Márcia Lage
50emais
Como abordar com um amigo ou parente os sinais de que ele precisa consultar um psiquiatra ou um geriatra antes que surte ou desenvolva doenças como Alzheimer ou Parkinson?
Imediatamente somos taxados de preconceituosos, impacientes ou mal-educados. Ferimos suscetibilidades. Somos bloqueados. Ganhamos inimigos.
Eu mesma não aceito etarismo, mas há um ponto entre a advertência amigável e a intolerância. É preciso dar crédito a quem nos observa. Costumam dar conselhos importantes.
Tenho a impressão que as pessoas estão falando mais e descontroladamente. Pesquisei sobre a mania de alguns idosos repetir histórias, colocar a vida dos outros acima da sua nos bate-papos ou vangloriar-se do que fez no passado.
Todas as respostas que obtive estão relacionadas a perdas cognitivas, de memória, depressão, ansiedade, transtorno obsessivo-compulsívo, déficit de atenção. Inicio de demência senil.
Essas pessoas vão ficando inconvenientes, incapazes de manter um diálogo que permita a interação. Não escutam o outro e nem se escutam. Mais parecem um disco arranhado (só quem passou dos 50 sabe o que é isso) emperrando a agulha do raciocínio e impedindo a execução da música até o final.
Sofro muito com esse tipo de gente. Por ficar impaciente com o falatório e não saber como agir. E mais ainda por receio de ser igual.
Gostaria que me alertassem. Prefiro fazer voto de silêncio para toda a vida do que ser esse caudal de palavras cuspidas na orelha do outro. Alguns até seguram o pobre do ouvinte, como se estivessem se afogando.
Por observação própria (não de todo desprovida de validação comportamental) tenho reparado que as pessoas idosas que falam pelos cotovelos sempre falaram pelos cotovelos. Têm enorme necessidade de aceitação e pouco repertório de vida.

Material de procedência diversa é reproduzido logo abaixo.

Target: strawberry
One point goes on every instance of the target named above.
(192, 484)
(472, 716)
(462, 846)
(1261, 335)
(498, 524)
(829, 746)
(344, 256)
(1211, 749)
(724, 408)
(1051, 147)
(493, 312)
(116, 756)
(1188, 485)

São aquelas que repetem seus feitos da juventude, para cobrir a lacuna das poucas realizações depois dos 50/60 anos. Pararam no tempo. Ficaram saudosistas.
As mulheres cujos filhos saem de casa começam a relembrar da infância deles, numa tentativa desesperada de preencher o ninho vazio.
Os homens que se aposentaram e não inventaram nada para fazer repassam sua trajetória profissional como se estivessem numa entrevista de emprego.
É duro ser ignorado, essa é que é a real. Ter todo esforço para chegar à terceira, quarta, quinta idade desconhecido da maioria.
Daí a vontade de contar tudo, mostrar fotos, artigos, diplomas, exames de saúde, tragédias, doenças, lutos, bravatas gloriosas ou sem glória. Eu existo, eu tenho valor, repetem os velhos para ouvidos moucos.
De fato. nem todos chegam à velhice com um legado muito representativo, por mais que tenha trabalhado. A fama é para poucos.
Na família, no entanto, todo pai é um herói, toda mãe é uma benção e todo avó e avó são arte rupestre a ser desvendada. Não é preciso dizer muito. O exemplo vale mais que mil perdigotos na cara do interlocutor.
Toda vida vale uma biografia. Escrevê-la, talvez, num diário guardado numa gaveta secreta, seja um bom exercício para a memória e um documento importante para os descendentes entenderem suas heranças genéticas. Vai dar ao falante compulsivo uma ordenação mental mais proveitosa para ele e menos sacrificante para os ouvintes.
O fato é que tenho prestado muita atenção em mim e nos meus amigos e acho que a solução para nós é não estacionar no tempo.
Continuar lendo, acompanhando os noticiários, indo ao cinema, ao teatro, vendo seriados e documentários nos streamings, viajar, sair de casa, ter sonhos, planos, projetos, praticar esporte, malhar o corpo e a mente.
Só assim diversificaremos nossos assuntos e seremos comunicativos e simpáticos, sem querer ser o centro das atenções.
Antes de contar uma velha história para alguém, vale a pena perguntar: “Já te falei disso”? Atalha a conversa e evita irritar o outro que, se é seu amigo ou parente, já sabe da sua vida de cor e salteado.
Poupe-o de ter que lhe recomendar um psiquiatra ou um geriatra. Por conta própria, coloquemos esses dois profissionais nas nossas vidas, para nos ajudar a envelhecer. Isso já facilita muito a travessia.